NIH award supports research on nanopore DNA sequencer

NIH award supports research on nanopore DNA sequencer
NIH award supports research on nanopore DNA sequencer
Wednesday, September 27, 2006

William Dunbar, an assistant professor of computer engineering at UC Santa Cruz, has received a career development award from the National Institutes of Health. The Mentored Quantitative Research Career Development Award is designed to encourage researchers with backgrounds in quantitative science and engineering to focus on questions relating to health and disease.

Dunbar, whose expertise is in the area of feedback control, will be working with faculty in the Department of Biomolecular Engineering to develop nanopore technology for high-speed DNA sequencing. He will be applying feedback control to probe and enhance the ability of a nanopore device to obtain sequence information from individual DNA molecules.

UCSC's nanopore project, funded by a major grant from the National Human Genome Research Institute (NHGRI), is part of an NHGRI program to develop revolutionary genome sequencing technologies that will enable a human-sized genome to be sequenced for $1,000 or less (see earlier story).

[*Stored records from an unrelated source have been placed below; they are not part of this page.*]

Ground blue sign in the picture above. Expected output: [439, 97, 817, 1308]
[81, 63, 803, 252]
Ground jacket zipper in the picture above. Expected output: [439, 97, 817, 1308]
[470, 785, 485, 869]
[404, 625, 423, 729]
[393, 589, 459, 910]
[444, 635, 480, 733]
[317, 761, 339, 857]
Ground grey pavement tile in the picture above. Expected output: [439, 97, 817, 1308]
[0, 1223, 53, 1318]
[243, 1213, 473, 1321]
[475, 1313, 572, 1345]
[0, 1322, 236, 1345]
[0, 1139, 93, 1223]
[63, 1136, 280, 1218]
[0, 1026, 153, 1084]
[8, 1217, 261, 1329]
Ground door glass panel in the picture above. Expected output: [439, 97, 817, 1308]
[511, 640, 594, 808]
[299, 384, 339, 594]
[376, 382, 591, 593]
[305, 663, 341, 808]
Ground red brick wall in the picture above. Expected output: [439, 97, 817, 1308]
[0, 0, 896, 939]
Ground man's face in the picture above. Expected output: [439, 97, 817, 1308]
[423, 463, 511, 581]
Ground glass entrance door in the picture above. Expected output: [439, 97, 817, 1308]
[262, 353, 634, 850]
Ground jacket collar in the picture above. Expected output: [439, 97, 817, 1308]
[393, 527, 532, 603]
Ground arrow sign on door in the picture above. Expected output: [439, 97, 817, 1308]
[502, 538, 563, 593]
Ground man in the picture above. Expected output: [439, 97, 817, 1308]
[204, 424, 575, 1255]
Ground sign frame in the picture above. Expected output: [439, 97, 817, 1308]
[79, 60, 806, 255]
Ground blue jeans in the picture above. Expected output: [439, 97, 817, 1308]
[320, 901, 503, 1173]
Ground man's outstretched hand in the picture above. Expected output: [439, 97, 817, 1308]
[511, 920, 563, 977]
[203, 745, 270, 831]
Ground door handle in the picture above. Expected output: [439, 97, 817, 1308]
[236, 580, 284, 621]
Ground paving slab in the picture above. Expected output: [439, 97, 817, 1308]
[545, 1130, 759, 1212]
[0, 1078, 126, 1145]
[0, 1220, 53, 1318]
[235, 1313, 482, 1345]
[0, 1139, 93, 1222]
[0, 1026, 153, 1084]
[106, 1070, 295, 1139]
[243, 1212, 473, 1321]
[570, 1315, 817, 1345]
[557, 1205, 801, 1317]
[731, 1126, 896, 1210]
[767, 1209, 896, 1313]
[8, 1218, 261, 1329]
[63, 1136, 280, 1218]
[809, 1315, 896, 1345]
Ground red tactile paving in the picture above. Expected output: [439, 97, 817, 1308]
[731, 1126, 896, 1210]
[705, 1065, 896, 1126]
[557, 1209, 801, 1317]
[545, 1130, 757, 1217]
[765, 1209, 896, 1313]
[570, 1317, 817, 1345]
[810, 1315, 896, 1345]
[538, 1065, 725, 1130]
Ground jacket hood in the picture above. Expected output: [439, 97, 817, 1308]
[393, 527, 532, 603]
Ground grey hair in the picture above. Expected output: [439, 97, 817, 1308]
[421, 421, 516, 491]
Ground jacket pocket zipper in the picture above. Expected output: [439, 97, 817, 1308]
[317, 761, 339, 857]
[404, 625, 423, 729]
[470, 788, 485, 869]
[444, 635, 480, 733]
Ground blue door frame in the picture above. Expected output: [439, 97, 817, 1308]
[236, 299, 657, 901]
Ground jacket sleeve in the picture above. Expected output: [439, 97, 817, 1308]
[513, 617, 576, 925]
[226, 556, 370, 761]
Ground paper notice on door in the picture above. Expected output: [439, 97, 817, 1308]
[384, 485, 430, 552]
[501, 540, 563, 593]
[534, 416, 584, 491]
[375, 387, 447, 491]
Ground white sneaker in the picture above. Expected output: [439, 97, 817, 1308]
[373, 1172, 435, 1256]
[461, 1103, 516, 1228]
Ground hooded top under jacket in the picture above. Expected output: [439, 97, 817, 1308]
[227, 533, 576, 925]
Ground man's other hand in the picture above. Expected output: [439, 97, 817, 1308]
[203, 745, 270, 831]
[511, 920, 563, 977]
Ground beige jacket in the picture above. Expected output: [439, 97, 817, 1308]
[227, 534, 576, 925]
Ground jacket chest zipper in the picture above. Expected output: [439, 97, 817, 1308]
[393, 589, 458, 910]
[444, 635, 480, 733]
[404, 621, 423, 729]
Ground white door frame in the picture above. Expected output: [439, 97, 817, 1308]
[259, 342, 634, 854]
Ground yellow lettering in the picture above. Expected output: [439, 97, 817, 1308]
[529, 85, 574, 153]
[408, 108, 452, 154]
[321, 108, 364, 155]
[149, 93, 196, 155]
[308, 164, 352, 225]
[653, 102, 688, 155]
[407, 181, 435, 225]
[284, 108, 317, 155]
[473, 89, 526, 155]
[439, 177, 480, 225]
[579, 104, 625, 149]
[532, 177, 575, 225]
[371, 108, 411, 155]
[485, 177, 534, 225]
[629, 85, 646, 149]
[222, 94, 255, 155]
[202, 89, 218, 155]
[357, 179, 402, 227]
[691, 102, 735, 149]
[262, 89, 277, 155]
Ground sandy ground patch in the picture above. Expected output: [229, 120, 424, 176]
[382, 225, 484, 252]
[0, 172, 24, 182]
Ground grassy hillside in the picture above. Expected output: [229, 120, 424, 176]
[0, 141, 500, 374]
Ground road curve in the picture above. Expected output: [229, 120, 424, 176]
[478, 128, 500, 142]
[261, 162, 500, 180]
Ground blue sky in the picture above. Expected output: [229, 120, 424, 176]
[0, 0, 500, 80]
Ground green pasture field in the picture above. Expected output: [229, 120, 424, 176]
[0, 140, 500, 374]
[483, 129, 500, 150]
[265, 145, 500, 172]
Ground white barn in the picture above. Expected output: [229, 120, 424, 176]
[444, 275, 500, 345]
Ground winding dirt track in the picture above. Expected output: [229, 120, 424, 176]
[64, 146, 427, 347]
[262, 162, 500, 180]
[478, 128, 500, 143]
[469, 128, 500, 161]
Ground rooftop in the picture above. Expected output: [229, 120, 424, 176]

"Such capability would lead to efficient reading of human genetic variations. This would in turn lead to disease treatments and preventions based on information from the patient's own genome," Dunbar said.

NHGRI is sponsoring Dunbar's $690,000 grant, which will support him for five years of supervised study and research under the guidance of three faculty mentors. His primary mentor is David Haussler, professor of biomolecular engineering, and co-mentors are David Deamer, research professor of chemistry and biochemistry, and Mark Akeson, associate adjunct professor of biomolecular engineering. Deamer and Akeson have pioneered the development of nanopore technology for DNA analysis.

Dunbar's research will include the use of feedback control to probe and characterize enzymes coupled to the nanopore. The nanopore is large enough to thread single-stranded nucleic acids (DNA and RNA) through it, but enzymes are too large to pass through the pore. By pulling DNA and RNA molecules into the nanopore while they are being acted on by an enzyme, the nanopore serves as a "sensor" that can monitor the dynamic state of the enzyme, which remains on top of the nanopore as it processes the molecule, Dunbar said.

"Feedback voltage control can be used to hold the enzyme in place for monitoring purposes or to alter the enzyme's dynamic state," he said. "From an engineering perspective, enzymes are the nanomotors of the biological world, and they are amazingly robust and efficient. The possibility of being able to probe a single enzyme while it is functioning is very exciting."